The Broholmer is now recognized by the Danish Kennel Club and the Fédération Cynologique Internationale (FCI). It was also recognized by the United Kennel Club (UKC) in the year 2006.

Traits and Behavior

The Broholmer is a breed with initiative, confidence, and amazing vitality. It has a strong sense of responsibility in protecting its master without human assistance or guidance. With a remarkable sense of sight and hearing, they are very intelligent and can be taught easily. However, they might choose not to carry out someone’s orders on few occasions.

Broholmer sitting on the grass

Many agree that these dogs are not the perfect pet choice for everyone, especially for people who had no experience in taking good care of animals.

Also, this large breed is not recommended to live in small quarters, together with young children as they might accidentally injure these children when they get excited.

Not surprisingly for a guard dog, the Broholmer is suspicious towards strangers. They tend to bark at night in response to the slightest movement or faintest sound.

When its owner isn’t home, it is very much unlikely that it’ll allow its master’s friends or extended family members (whom it has met before) to come onto its territory. This is an issue that is particularly worrisome after the dog reaches adulthood.

He needs a superior owner who is strong, kind, and would act like a boss at all times. Socialization must begin while they are still young. It is very important to start training these dogs as early as possible because interacting with a fully grown dog may be too hard for an average person.

Pet Care and Diseases

The Broholmer is generally a healthy breed but like any large breed of dogs, it may be prone to hip dysplasia. A careful regular check-up will help you spot potential health problems early before it gets worse.

Broholmer indoor

If the Broholmer is provided with enough workout and play sessions, it can do well even in less spacious living settings such as an apartment or condominium.

However, it will be better if the dog can go to rural areas away from the crowded city where it can run along with wide spaces.

This dog has a bad habit of chewing random things or possessions in the house especially if it is left alone. Crate training (a process of teaching a pet to accept a dog crate or cage as a familiar and safe location) will be very beneficial to address this annoying habit.

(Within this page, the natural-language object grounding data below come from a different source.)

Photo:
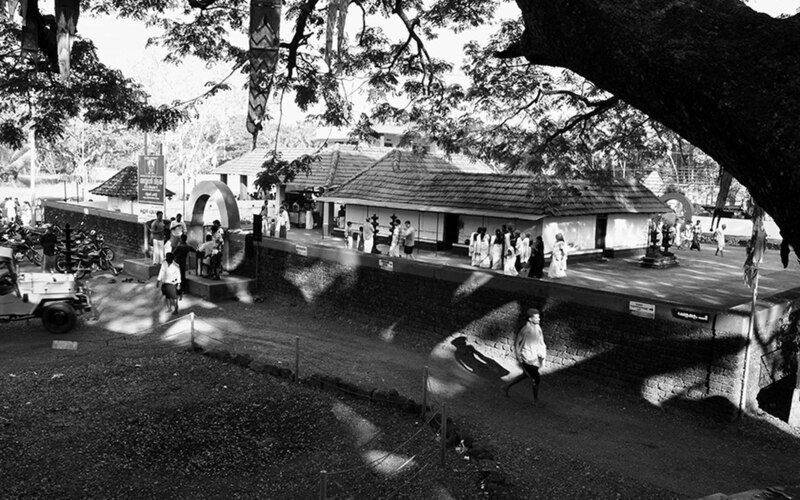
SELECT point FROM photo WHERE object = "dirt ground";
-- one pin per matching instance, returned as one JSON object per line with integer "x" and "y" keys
{"x": 145, "y": 418}
{"x": 586, "y": 441}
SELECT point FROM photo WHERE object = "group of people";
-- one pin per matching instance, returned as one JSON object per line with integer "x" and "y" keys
{"x": 685, "y": 235}
{"x": 515, "y": 254}
{"x": 171, "y": 251}
{"x": 403, "y": 236}
{"x": 12, "y": 212}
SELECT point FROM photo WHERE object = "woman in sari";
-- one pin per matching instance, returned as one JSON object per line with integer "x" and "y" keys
{"x": 497, "y": 250}
{"x": 558, "y": 261}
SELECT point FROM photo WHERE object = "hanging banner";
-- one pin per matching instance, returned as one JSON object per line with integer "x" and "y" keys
{"x": 150, "y": 186}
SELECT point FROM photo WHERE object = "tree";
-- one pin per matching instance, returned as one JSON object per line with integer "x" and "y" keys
{"x": 720, "y": 75}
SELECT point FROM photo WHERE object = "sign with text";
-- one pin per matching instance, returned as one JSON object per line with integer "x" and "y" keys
{"x": 695, "y": 316}
{"x": 151, "y": 180}
{"x": 642, "y": 309}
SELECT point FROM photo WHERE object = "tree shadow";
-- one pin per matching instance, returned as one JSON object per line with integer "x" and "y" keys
{"x": 474, "y": 362}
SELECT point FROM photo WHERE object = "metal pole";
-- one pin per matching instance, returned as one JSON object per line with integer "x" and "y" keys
{"x": 750, "y": 333}
{"x": 323, "y": 485}
{"x": 297, "y": 359}
{"x": 444, "y": 433}
{"x": 424, "y": 392}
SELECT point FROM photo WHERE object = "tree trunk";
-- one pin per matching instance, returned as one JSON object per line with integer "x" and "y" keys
{"x": 721, "y": 75}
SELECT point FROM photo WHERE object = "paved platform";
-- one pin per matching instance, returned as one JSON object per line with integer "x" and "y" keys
{"x": 701, "y": 278}
{"x": 225, "y": 288}
{"x": 142, "y": 269}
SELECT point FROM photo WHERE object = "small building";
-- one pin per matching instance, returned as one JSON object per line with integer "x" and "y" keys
{"x": 121, "y": 190}
{"x": 447, "y": 203}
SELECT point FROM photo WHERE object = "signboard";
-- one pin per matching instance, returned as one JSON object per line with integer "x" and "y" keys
{"x": 695, "y": 316}
{"x": 150, "y": 186}
{"x": 642, "y": 309}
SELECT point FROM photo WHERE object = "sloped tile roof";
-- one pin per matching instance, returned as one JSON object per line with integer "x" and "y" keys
{"x": 423, "y": 185}
{"x": 123, "y": 184}
{"x": 336, "y": 165}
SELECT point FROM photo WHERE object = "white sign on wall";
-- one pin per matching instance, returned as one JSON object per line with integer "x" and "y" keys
{"x": 643, "y": 310}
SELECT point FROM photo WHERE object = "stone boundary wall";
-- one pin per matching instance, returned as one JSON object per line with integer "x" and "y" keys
{"x": 665, "y": 360}
{"x": 123, "y": 232}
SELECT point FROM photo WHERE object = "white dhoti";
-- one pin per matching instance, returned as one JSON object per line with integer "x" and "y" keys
{"x": 158, "y": 251}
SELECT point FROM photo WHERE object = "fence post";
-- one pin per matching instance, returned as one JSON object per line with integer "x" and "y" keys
{"x": 424, "y": 392}
{"x": 191, "y": 328}
{"x": 297, "y": 359}
{"x": 323, "y": 485}
{"x": 444, "y": 433}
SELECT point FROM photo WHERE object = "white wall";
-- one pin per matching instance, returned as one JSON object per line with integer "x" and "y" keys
{"x": 627, "y": 231}
{"x": 429, "y": 226}
{"x": 579, "y": 232}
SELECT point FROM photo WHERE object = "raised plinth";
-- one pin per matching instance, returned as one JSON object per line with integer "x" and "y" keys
{"x": 227, "y": 287}
{"x": 143, "y": 269}
{"x": 658, "y": 261}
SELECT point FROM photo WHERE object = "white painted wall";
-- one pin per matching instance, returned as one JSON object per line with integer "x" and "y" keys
{"x": 627, "y": 231}
{"x": 578, "y": 232}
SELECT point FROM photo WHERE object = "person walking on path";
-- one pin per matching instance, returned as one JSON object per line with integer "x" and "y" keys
{"x": 48, "y": 242}
{"x": 180, "y": 254}
{"x": 530, "y": 351}
{"x": 719, "y": 236}
{"x": 558, "y": 260}
{"x": 177, "y": 228}
{"x": 696, "y": 237}
{"x": 169, "y": 278}
{"x": 409, "y": 240}
{"x": 157, "y": 232}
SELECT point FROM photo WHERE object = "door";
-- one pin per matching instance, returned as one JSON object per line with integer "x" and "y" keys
{"x": 451, "y": 230}
{"x": 600, "y": 232}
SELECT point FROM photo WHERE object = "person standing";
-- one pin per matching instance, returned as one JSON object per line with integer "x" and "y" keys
{"x": 48, "y": 242}
{"x": 696, "y": 237}
{"x": 369, "y": 236}
{"x": 530, "y": 352}
{"x": 719, "y": 236}
{"x": 394, "y": 247}
{"x": 283, "y": 223}
{"x": 177, "y": 228}
{"x": 409, "y": 240}
{"x": 558, "y": 260}
{"x": 157, "y": 228}
{"x": 169, "y": 278}
{"x": 180, "y": 254}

When it comes to grooming, trim the coat or shave the ears to neaten the dog’s look. Don’t bathe the dog more often than what is needed.

The coat has an oily protective layer that is water-resistant to safeguard your dog from the harsh weather. So it is recommended to bathe it only when it’s dirty or smelly. Brush the coat at least twice a week to keep it in good shape.


The Broholmer is a large dog of molasser type, strongly built, with composed and powerful stature. An adult Broholmer stands from 56-76 cm for the males and 56-76 cm for the males. Both genders weigh between 90-130 pounds and sometimes more than that range depending on their appetite.

The head is huge with large hanging ears. Its long neck is sturdy with loose skin. The big rectangular body has a chest that is both broad and deep and big powerful paws. Their fur is short and soft.

Broholmer side view

They have a long and thick looking tail which is a characteristic typical of all Broholmer dogs. The coat may be short and rough but it does have a striking appearance because of its vivid black, yellow or golden red color or in any shades of beige, red, and fawn.

General Information

The breed is expected to live for 7-12 years. A litter may consist of 4-10 puppies. Danish Broholmer, Danish Mastiff, Gammel Dansk Hund and Old Danish Dog are among Broholmer’s few other names.